NaturalCC is a sequence modeling toolkit that allows researchers and developers to train custom models

Last update: Dec 28, 2022

Overview

NaturalCC

NaturalCC is a sequence modeling toolkit that allows researchers and developers to train custom models for many software engineering tasks, e.g., code summarization, code retrieval, code completion, code clone detection and type inference. Our vision is to bridge the gap between programming language and natural language through machine learning techniques.

⭐ Features

A collection of code corpus with data preprocessing
Performance benchmark
Mixed precision training
- Nvidia APEX
- Automatic Mixed Precision
Multi-GPU training
Better logging output
Various Implementations:
- tensorflow gradient clipping
- optimizers or learning schedulers
- baseline models
- binary data formats

🚀 Installation

Requirements

PyTorch version >= 1.6.0
Python version >= 3.6
GCC/G++ > 5.0
For training new models, you'll also need an NVIDIA GPU and NCCL
(optional) For faster training, you need to install NVIDIA's apex library.

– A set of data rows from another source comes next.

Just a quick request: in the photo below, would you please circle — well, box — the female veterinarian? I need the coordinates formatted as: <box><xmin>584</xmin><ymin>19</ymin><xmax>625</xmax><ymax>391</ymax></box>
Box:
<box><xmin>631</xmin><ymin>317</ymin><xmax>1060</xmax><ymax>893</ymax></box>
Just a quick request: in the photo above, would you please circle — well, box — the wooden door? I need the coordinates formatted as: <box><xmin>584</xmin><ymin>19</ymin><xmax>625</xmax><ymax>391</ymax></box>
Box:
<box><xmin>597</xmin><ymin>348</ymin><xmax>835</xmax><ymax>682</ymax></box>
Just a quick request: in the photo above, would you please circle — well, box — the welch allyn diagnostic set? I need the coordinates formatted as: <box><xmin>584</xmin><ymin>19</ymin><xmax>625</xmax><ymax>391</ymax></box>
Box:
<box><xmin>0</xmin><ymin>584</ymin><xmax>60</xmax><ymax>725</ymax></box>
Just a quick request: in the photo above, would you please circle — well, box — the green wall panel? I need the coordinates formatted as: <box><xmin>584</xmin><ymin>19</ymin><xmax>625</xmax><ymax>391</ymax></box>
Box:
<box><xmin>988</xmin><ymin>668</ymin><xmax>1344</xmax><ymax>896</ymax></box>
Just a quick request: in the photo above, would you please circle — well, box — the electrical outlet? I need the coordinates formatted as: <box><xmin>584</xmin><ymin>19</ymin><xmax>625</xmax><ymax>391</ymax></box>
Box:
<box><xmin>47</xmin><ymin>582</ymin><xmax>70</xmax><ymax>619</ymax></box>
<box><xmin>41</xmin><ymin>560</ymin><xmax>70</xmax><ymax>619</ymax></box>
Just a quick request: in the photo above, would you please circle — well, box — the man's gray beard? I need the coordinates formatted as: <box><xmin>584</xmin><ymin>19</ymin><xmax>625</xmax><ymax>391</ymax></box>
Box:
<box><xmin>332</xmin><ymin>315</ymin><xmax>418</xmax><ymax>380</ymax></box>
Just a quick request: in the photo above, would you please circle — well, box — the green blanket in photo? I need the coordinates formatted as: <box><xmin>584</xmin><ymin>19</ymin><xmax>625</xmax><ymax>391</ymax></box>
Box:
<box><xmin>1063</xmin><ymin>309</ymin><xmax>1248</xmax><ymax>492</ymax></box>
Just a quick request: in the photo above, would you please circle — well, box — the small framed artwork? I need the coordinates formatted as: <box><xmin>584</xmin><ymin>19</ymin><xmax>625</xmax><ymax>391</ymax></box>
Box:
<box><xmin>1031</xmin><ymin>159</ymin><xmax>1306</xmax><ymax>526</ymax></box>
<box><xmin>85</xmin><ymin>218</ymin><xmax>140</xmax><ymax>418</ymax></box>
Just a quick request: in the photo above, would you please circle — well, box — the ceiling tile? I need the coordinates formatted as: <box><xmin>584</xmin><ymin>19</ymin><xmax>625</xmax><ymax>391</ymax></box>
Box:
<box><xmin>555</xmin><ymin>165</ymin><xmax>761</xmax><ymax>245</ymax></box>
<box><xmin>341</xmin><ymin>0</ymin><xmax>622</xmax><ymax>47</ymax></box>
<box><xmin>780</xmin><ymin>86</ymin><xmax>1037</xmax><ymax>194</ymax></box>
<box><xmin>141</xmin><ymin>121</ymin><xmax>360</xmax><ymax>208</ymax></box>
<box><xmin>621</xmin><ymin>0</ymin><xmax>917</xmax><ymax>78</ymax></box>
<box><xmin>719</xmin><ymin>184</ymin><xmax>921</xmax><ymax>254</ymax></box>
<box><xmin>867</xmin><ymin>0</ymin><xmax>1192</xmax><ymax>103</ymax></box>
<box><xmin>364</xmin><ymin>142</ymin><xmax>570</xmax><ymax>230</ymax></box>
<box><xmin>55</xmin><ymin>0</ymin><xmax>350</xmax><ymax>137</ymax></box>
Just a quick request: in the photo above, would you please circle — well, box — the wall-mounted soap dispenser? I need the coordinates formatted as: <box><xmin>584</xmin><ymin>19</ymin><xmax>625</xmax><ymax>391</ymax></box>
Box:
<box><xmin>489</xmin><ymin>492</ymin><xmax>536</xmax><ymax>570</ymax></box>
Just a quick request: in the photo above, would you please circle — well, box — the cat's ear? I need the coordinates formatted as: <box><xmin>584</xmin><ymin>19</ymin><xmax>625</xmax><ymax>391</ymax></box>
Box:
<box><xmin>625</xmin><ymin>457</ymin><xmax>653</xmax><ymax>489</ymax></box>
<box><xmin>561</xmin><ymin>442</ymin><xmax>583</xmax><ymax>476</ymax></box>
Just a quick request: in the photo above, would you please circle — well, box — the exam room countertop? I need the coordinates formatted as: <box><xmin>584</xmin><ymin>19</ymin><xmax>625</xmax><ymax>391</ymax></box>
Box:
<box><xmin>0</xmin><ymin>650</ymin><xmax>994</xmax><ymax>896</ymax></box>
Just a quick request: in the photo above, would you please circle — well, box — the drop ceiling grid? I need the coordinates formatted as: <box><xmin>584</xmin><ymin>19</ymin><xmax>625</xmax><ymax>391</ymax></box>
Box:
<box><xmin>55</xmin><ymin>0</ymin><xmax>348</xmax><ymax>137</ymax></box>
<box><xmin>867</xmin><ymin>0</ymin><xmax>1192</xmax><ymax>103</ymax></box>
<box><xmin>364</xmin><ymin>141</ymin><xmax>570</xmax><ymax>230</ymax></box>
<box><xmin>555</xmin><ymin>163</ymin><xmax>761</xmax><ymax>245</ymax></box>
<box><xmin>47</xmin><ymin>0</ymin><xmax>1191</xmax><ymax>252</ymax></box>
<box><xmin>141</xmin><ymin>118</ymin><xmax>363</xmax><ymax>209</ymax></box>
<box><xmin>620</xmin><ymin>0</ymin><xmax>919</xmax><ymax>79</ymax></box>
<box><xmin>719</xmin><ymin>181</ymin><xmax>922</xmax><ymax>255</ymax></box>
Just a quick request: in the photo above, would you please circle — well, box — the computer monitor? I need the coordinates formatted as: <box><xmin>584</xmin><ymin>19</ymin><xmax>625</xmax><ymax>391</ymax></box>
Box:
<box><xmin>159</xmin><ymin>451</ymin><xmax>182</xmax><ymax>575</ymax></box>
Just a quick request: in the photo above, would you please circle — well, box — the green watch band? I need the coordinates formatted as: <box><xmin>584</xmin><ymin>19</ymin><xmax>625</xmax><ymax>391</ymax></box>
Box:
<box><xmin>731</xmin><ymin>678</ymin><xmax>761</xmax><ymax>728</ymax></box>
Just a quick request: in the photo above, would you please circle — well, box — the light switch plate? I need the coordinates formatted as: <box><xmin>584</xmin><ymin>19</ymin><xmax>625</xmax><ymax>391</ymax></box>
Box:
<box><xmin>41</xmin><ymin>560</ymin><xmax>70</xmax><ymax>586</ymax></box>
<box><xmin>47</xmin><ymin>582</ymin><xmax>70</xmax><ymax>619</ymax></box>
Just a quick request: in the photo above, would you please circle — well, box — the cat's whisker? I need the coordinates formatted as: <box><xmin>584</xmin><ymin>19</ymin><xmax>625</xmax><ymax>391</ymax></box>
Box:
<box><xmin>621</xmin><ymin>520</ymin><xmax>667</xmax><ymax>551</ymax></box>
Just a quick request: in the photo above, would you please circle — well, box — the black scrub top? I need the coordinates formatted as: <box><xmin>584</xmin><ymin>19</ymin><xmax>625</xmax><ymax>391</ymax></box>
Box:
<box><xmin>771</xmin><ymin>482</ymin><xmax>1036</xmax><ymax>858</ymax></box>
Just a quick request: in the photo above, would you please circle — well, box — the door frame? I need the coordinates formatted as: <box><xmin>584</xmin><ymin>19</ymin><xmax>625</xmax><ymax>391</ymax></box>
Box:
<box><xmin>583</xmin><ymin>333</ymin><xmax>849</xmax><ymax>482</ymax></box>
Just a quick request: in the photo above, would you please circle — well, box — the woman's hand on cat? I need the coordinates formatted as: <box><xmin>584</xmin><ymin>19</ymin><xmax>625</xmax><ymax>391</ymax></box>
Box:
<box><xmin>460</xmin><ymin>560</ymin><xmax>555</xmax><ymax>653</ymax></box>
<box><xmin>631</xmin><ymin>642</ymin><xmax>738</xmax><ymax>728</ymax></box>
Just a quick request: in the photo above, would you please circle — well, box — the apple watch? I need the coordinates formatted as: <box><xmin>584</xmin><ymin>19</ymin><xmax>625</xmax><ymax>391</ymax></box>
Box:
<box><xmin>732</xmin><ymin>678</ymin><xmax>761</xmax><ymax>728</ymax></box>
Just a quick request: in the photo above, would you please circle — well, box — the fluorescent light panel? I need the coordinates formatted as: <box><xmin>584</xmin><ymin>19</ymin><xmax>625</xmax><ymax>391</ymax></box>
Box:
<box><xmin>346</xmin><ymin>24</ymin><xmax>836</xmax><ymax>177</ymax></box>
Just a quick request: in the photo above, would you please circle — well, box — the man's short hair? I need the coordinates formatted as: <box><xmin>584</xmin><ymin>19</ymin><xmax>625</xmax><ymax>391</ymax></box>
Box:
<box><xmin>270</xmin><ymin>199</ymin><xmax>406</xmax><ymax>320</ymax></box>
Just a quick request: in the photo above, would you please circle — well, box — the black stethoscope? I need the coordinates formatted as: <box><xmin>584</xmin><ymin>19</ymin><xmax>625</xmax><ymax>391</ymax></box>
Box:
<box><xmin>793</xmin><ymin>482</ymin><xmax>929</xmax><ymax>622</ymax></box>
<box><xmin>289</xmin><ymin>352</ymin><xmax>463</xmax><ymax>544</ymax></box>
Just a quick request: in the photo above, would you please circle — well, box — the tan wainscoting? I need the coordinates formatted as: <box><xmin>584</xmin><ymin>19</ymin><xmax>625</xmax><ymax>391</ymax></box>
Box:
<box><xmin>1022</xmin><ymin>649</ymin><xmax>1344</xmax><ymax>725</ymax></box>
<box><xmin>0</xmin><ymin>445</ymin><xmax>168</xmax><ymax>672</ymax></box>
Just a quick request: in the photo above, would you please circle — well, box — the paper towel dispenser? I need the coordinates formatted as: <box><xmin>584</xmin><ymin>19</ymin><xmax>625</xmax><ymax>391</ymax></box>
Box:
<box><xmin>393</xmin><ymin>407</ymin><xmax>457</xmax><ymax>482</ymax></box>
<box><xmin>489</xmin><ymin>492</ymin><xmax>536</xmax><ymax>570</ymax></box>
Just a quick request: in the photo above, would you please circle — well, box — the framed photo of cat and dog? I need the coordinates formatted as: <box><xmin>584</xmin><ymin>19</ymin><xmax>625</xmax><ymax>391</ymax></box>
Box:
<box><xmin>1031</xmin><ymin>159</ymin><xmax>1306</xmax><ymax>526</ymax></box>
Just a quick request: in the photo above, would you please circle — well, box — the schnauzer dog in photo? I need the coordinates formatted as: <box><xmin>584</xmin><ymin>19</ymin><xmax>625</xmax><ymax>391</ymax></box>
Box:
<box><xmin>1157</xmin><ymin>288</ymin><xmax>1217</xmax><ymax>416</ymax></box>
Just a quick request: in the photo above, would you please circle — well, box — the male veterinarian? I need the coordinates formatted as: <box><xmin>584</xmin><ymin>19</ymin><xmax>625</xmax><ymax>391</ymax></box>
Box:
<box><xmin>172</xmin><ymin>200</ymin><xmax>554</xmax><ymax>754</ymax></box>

1. Install prerequisite libraries

git clone https://github.com/xcodemind/naturalcc && cd naturalcc
pip install -r requirements.txt

Once you installed prerequisite libraries, you can check them via python -m env_test

2. Build or install NaturalCC

Export your NaturalCC cache directory (data and models will be saved in this directory) to user variables(~/.bashrc or ~/.zshrc).

> ~/.bashrc">

echo "export NCC=/data/ncc_data" >> ~/.bashrc

Note: PyCharm cannot get environment variables and, therefore, we recommend you to register your NCC variable at ncc/__init__.py.

Compile Cython files to accelerate programs and register NaturalCC into your pip list

# compile for debug
# python setup.py build_ext --inplace
# install 
pip install --editable ./

3. Half precision computation (optional)

NaturalCC supports half precision training.

If your Pytorch.__version__ < 1.6.0 and nvcc -V is runnable, please install apex.
Otherwise, use Automatic Mixed Precision (AMP). Available Now (set amp: 1 in yaml file, An example).

4. Install GCC/G++ with conda (if you do not have permission)

Since NCC is build via Cython, your GCC/G++ version should be greater than 4.9. If you have the root permission, update GCC/G++; otherwise, install GCC/G++ with conda.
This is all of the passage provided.